When the Liberal government took power in the early 2000s, they developed a "framework" recycling regulation to replace the collection of stand-alone regulations that had been brought in by earlier governments.

It is a good piece of legislation. It sends a clear signal to all producers of throw-away products that they will be responsible for providing recycling programs for their products. And then it allows the government to move methodically, updating the legislation by adding one product category at a time. The producers have time to organize the programs.

This month the government did just that. It added more categories of electronics products to the regulation, giving the producers 18 months to get programs in place to take back small appliances, toys, radios, cameras and a whole long list of consumer electronic products that were not included in the regulation before. The new products are spelled out in a "schedule" in the regulation.

But the bad news is that the Liberal government did not include electronics packaging in the regulation, despite the fact that the Recycling Council of BC and others have sent letters urging them to do so.

This means that all the styrofoam, bubble wrap, plastic and cardboard that come in the new equipment you buy to replace the old one has no where to go.

The Liberal government failed to do what NDP Environment Minister Moe Sihota did in 1994, when his government oversaw the roll-out of a new regulation that required paint companies to take back old paint.

The paint companies tried to avoid taking back paint cans and pails, claiming that it wasn't their responsibility.
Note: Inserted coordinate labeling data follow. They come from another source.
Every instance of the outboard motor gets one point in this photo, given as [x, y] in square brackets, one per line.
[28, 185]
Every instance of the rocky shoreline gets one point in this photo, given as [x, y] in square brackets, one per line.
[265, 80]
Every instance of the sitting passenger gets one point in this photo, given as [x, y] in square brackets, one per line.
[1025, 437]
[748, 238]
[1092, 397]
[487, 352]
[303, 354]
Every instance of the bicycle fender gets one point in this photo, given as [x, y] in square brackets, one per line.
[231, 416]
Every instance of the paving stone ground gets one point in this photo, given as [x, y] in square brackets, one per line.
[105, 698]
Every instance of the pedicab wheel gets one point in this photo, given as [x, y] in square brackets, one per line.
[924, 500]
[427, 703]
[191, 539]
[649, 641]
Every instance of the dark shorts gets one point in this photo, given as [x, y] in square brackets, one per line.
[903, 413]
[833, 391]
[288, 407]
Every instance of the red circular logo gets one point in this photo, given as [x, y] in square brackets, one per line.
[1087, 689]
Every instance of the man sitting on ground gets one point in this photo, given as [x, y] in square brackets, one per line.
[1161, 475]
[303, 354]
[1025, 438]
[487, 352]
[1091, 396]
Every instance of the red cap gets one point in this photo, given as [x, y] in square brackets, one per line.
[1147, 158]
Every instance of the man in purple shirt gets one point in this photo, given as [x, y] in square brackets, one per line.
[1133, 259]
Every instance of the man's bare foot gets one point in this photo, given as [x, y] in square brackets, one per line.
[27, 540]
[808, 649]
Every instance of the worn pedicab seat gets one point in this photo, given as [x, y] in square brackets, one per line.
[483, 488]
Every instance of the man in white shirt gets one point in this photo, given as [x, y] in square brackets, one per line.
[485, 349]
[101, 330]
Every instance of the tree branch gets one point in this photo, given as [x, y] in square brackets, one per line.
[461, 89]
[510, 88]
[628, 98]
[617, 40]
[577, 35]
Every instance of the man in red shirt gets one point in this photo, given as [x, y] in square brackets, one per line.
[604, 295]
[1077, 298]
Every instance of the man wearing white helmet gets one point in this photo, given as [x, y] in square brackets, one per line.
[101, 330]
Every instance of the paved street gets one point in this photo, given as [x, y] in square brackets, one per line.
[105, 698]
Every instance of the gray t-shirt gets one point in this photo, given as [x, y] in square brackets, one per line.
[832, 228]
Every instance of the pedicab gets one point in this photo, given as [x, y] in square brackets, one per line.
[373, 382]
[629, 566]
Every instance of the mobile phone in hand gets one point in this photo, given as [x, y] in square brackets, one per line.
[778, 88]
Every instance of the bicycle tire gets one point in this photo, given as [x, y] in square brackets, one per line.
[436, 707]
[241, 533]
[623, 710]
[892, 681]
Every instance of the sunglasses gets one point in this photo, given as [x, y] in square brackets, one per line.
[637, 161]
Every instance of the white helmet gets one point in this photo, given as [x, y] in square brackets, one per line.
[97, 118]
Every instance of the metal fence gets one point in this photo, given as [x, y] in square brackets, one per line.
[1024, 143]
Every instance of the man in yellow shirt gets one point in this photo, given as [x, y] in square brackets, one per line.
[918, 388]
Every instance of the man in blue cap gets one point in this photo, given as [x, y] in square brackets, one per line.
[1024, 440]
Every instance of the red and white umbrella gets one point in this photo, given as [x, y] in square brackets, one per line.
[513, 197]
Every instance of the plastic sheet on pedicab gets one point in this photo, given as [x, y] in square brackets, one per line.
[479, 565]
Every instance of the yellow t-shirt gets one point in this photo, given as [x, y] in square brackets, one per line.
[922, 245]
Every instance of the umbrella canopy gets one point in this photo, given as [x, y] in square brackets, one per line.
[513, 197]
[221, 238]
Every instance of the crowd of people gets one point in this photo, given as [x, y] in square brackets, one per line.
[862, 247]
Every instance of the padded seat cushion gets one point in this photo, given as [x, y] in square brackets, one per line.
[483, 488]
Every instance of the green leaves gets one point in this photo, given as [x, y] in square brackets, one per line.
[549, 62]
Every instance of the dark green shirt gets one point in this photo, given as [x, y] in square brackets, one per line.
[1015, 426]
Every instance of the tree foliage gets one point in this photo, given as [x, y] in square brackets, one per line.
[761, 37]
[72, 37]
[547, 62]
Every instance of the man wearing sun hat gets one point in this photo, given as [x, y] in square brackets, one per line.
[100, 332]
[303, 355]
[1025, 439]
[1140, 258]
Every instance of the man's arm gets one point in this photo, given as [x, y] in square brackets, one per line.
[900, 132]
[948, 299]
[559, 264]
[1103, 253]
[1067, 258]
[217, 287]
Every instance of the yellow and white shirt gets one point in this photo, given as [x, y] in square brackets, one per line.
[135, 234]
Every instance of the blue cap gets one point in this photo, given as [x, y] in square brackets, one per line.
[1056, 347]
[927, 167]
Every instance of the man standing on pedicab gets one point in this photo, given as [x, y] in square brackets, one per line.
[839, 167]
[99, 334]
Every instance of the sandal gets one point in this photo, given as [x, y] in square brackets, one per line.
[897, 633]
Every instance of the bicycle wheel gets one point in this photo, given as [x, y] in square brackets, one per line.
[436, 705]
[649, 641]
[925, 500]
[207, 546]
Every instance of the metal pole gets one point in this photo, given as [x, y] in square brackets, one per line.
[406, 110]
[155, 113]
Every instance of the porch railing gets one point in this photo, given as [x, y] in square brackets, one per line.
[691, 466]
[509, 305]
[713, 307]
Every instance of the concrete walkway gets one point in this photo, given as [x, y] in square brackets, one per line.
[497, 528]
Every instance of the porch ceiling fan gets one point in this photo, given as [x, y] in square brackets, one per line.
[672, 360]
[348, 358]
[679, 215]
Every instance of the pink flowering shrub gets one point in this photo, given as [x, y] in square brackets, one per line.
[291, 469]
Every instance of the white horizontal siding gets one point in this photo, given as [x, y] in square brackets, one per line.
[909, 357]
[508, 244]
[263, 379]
Sihota simply amended the regulation so that it covered the paint packaging as well as the leftover paint. Today, the paint industry recycles tonnes of cans and pails as well as old paint. They don't like it much, but maybe that will prompt them to come up with containers that are refillable? easier to recycle?
Write to the Premier ( and ask:
Why wasn't packaging for electronics products included in the amended Recycling Regulation?

Wednesday, December 10, 2008

Who is measuring incinerator toxics in agricultural land? Nobody!

When the GVRD (now Metro Vancouver) fired up its new incinerator in Burnaby in 1988, there was a requirement to test the soil and vegetation for heavy metals and other harmful substances produced by incinerators for three years following the facility's start-up.

A report was produced in 1990 that found lead, mercury, cadmium and other harmful substances in various crops in the six agricultural sites in Richmond, Delta and Burnaby that they tested.

The report recommended that "a routine soil and vegetation monitoring schedule be established."

But ongoing monitoring of soil and vegetation is not being carried out.

Instead, the Ministry of Environment requires only "source" and "ambient" monitoring, which includes smoke stack monitoring and an ambient monitoring station on the roof of the Burnaby South High School.

The rationale for not monitoring levels of toxic substances in soil and vegetation is that "it is not scientifically possible to determine the source of any contaminants found in the soils and to link soil sampling results directly to emissions from the incinerator."
If you don't measure it, it doesn't exist.

Pic: Burnaby incinerator, August 2008

Monday, December 1, 2008

Get recycling off the curb

We are used to thinking of recycling as an extension of our garbage service.

And indeed it is. Garbage and recycling co-exist side by side on the curb, two parts of an "integrated" waste management system.

Because it's part of the garbage system, recycling has been falling more and more into the service mix of the garbage industry who contract with our local governments. They are doing their best to make it look more and more like garbage.

They cater to the laziness that made us become the Throw-Away Society in the first place. No more simple sorting to separate the nice clean paper from the sticky yogurt cups. People want convenience.... but it comes at a cost.

If we want to do recycling right we have to liberate it from the garbage system. Local governments can build the tax base by supporting local recycling shops where materials are kept clean and source-separated, instead of competing against them by providing dumbed-down recycling.
Only by doing it right will we get a sustainable recycling economy.